Creative Development

Speculative and experimental thinking
Conceptual work for artists and writers
Novel perspective generation

Writing

Contemplative prose
Cultural criticism
Theoretical brainstorming

Less Optimal For:

Factual question answering
Technical documentation
Code generation
Mathematical reasoning
Structured data extraction

Technical Details

LoRA Configuration

LoraConfig(
    r=16,
    lora_alpha=32,
    lora_dropout=0.05,
    bias='none',
    task_type='CAUSAL_LM',
)

Training Configuration

SFTConfig(
    num_train_epochs=2,
    per_device_train_batch_size=2,
    gradient_accumulation_steps=4,
    effective_batch_size=8,
    learning_rate=2e-4,
    lr_scheduler_type='linear',
    warmup_steps=20,
    max_length=2048,
    bf16=True,
)

Total Training Steps: 304 Hardware: RunPod A40 (48GB VRAM) Training Platform: RunPod Training Duration: ~36 minutes Training Cost: ~$3 on cloud GPUs

Usage

Loading the Model

from peft import AutoPeftModelForCausalLM
from transformers import AutoTokenizer
import torch

# Load model and tokenizer
model = AutoPeftModelForCausalLM.from_pretrained(
    "closestfriend/brie-llama-3b",
    device_map="auto",
    torch_dtype=torch.float16,
)
tokenizer = AutoTokenizer.from_pretrained("closestfriend/brie-llama-3b")

# Generate response
messages = [
    {"role": "system", "content": "You are a helpful AI assistant."},
    {"role": "user", "content": "What is the relationship between consciousness and time?"}
]

text = tokenizer.apply_chat_template(
    messages,
    tokenize=False,
    add_generation_prompt=True
)

inputs = tokenizer(text, return_tensors="pt").to(model.device)

outputs = model.generate(
    **inputs,
    max_new_tokens=512,
    temperature=0.75,
    do_sample=True,
)

response = tokenizer.decode(outputs[0][inputs.input_ids.shape[1]:], skip_special_tokens=True)
print(response)

Recommended Generation Parameters

Temperature: 0.75 (tested and validated)
Top-p: NOT RECOMMENDED - constrains creative outputs
Max tokens: 512-1024 depending on task
Do sample: True (essential for creative/philosophical tasks)
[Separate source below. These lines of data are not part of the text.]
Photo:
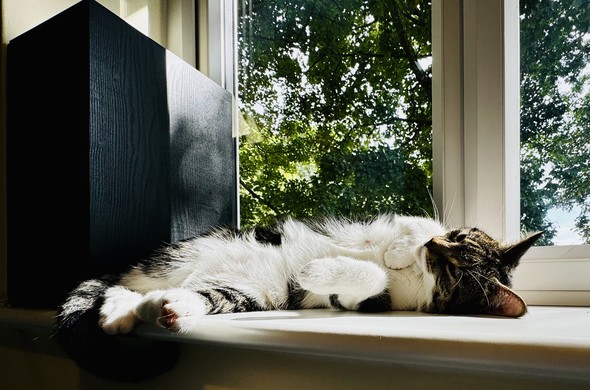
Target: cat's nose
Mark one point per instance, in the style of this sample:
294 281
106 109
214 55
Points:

Note: In testing, top_p=0.95 constrained creative outputs. Pure temperature sampling produced better results for this model's intended use cases.

Limitations

Domain Specialization: Optimized for philosophy and creative writing. Performance on out-of-domain tasks (coding, math, technical) shows expected trade-offs.
Architecture Differences: While personality transfers successfully to Llama architecture, Qwen 2.5 3B shows stronger alignment (91.2% vs 75.4% win rate) with identical training data.
Training Data Scope: 1,213 examples authored by the researcher, drawn from years of philosophical discussions with LLMs - demonstrating a reproducible approach for domain-specific fine-tuning.
Size Constraints: At 3B parameters, may lack knowledge depth of larger models, though sufficient for specialized domains.
Language: Primarily trained and evaluated on English content.
Not Instruction-Tuned for General Tasks: While maintaining general capability, optimized for specialized domains.

Evaluation Methodology

Blind A/B testing with randomized presentation order to control for position bias. Four independent LLM judges across three labs (Anthropic, OpenAI, Google). Evaluation criteria: Creativity, Coherence, Depth, Engagement, Quality.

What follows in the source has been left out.